Nothing says thrifty elegance and nostalgic spring traditions like high tea and cucumber finger sandwiches, so when I was looking for ideas for our Garden Party Swap at 40Berkeley last week the choice was a no-brainer. (Only we paired ours with a delicious, wallet-friendly rose wine from Boston’s own 90+ Cellars rather than tea. It was a party, after all.)
If you need to feed a crowd of classy ladies in Dowager Countess style but also need to keep costs at a minimum — say, for a bridal shower, baby shower, or budget wedding — this warm weather recipe is your ultimate wingwoman. It allowed me to sate 100 stylish swappers for a mere $40, and was honed over the course of a week (thanks to some amazing, and honest, houseguests) using a hybrid of elements from the classic cucumber sandwich and from another summer party staple in my house: New England clam dip. (More on that later!)
In homage to my friend and original Poor Girl Gourmet, Amy McCoy, at whose house I’m stoked to be having brunch this weekend, here’s my recipe laid out with estimated costs and tallied for a “smaller” party of 10-20 people (primarily inspired by this Southern Living recipe I pinned to our Garden Party Ideas board on Pinterest earlier this year.
CUCUMBER-DILL FINGER SANDWICHES
- 2 packages light cream cheese, softened
(2 for $1, bought on sale)
- 2 loaves white sandwich bread
($1.25 each, $2.50 total)
- 3 English cucumbers
($3 for a pack of three, with grocery card)
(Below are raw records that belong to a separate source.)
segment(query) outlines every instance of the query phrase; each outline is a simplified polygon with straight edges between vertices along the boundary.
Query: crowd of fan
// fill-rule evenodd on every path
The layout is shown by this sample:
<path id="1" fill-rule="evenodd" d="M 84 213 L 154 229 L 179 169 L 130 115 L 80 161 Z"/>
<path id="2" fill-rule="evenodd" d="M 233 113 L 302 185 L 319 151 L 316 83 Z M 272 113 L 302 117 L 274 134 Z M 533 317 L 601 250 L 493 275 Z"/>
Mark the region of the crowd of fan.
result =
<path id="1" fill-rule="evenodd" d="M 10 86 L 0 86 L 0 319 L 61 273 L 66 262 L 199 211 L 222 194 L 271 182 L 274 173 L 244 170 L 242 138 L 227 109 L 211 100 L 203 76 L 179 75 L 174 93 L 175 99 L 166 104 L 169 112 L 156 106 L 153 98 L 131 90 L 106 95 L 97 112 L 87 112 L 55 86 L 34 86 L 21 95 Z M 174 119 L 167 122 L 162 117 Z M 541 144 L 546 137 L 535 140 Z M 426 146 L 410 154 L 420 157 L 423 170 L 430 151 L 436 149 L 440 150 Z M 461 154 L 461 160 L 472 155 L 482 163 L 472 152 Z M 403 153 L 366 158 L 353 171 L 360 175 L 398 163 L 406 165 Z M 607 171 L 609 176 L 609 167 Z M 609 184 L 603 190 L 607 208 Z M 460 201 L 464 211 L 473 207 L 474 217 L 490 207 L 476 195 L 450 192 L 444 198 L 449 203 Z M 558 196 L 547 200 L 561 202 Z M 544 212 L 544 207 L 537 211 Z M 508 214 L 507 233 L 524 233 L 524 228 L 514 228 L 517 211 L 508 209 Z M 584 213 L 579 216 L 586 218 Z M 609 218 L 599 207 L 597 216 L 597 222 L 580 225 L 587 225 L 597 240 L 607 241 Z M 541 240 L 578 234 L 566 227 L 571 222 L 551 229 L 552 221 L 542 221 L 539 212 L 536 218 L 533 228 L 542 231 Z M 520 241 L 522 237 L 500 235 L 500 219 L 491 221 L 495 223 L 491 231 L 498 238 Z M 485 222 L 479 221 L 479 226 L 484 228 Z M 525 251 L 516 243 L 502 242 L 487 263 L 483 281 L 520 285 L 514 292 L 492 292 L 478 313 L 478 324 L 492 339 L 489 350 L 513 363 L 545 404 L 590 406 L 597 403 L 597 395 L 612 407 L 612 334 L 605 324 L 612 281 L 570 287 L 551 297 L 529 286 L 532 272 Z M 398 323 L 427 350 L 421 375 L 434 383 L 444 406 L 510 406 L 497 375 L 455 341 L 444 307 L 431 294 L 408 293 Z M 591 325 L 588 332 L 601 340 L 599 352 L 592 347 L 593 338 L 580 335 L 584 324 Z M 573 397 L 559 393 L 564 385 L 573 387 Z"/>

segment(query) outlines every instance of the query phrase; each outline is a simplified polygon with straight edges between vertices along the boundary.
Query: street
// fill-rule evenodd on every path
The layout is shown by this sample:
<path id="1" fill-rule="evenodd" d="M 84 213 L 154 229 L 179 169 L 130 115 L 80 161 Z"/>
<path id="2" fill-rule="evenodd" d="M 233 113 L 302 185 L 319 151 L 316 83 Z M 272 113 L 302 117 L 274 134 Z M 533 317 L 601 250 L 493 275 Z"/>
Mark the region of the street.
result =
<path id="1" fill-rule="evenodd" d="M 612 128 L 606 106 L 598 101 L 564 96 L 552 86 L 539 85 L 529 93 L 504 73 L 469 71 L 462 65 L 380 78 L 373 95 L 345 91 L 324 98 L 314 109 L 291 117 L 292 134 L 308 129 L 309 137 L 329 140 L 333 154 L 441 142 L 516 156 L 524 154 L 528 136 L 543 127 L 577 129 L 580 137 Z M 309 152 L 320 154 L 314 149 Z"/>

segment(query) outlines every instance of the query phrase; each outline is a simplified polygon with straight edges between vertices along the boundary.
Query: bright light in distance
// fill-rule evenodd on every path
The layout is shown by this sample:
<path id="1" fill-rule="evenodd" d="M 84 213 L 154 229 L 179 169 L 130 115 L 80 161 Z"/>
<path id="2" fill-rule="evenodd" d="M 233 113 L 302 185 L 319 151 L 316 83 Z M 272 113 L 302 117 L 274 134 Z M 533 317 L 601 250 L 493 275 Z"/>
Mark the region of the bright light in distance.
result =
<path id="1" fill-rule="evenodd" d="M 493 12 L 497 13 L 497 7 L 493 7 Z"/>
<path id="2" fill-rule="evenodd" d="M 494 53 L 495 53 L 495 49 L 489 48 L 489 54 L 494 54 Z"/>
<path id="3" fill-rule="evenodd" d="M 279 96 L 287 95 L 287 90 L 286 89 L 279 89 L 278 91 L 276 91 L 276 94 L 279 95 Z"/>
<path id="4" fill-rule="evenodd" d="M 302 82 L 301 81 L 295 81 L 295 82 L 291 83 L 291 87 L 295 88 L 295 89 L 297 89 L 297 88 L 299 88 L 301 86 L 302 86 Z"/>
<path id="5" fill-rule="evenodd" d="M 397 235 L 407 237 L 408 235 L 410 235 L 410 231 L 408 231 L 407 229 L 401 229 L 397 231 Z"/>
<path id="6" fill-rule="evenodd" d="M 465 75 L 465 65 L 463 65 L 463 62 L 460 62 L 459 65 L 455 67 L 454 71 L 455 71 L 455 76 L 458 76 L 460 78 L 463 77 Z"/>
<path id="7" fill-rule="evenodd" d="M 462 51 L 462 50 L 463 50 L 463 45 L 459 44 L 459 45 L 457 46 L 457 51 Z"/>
- 1/2 cup chopped fresh dill
(about 1 bunch, $1)
- 2 cups dices spring onion
(about 1 large bunch, $1)
- 2 tablespoons Worcestershire sauce
(let’s say $0.25)
- Salt & pepper to taste
(free, from takeout packets)
TOTAL = $8.75 (between $0.89 & $0.43/serving)
Purists beware: unlike traditional tea sandwiches/finger sandwiches, I chose to chop & mix all the ingredients together to save time since we were feeding such a large crowd. The first step is to make sure all the cream cheese is softened. (During the swap, pictured below, we had 10 packets to mix by hand, quintipling the recipe above, so this was crucial. Save your biceps.)
Next, you’ll want to finely dice your English cucumbers, spring onions, and fresh dill. I’m at a loss in the kitchen, especially when cooking in others’ kitchens, without my Philips multi-quick hand blender kit, similar to this DeLonghi set. It makes light work of monotonous tasks, like dicing 30 English cucumbers and 6 bunches of spring onions, below (HUGE thanks to my sous chef Tara Bellucci of the Boston Food Swap for her tireless chopping and cheerful company in the kitchen — couldn’t have pulled this off without you, girl!
Using the food processor attachment to finely dice some, if not all, of your green herbs & veggies will keep the water from the cucumbers contained, which is a hugely added bonus in making the cream cheese mixture more spreadable on the white bread (in the next step).
In a large mixing bowl, add all of your diced greens and the Worcestershire sauce to the softened cream cheese, and get ready to flex those muscles. When the mixture is mostly combined, fold in pinches of salt and pepper to taste, adding a little water if necessary until the consistency is soft, creamy, and easily spreadable (but not too thin, otherwise it will soak through the bread).
In a single layer on a sheet pan, lay out slices of white bread and add a dollop of the filling mixture (about 3 tablespoons per slice) to each slice, then spread to the edges in a thin layer. Top each one with a second slice of white bread, then chill in the fridge until just before serving. Carefully slice off crusts with an extremely sharp knife, cut in thirds width-wise, and serve immediately on a tray or cake stand (like we did below) along with tea, lemonade, mint juleps, or a nice, dry rose wine.
It was a complete crowd-pleaser, save the one vegan and one gluten-free vegetarian in the crowd, but if you have friends with these dietary restrictions, you can easily swap in soy cream cheese and gluten-free bread for a few bucks more. Enjoy, Gumshoes!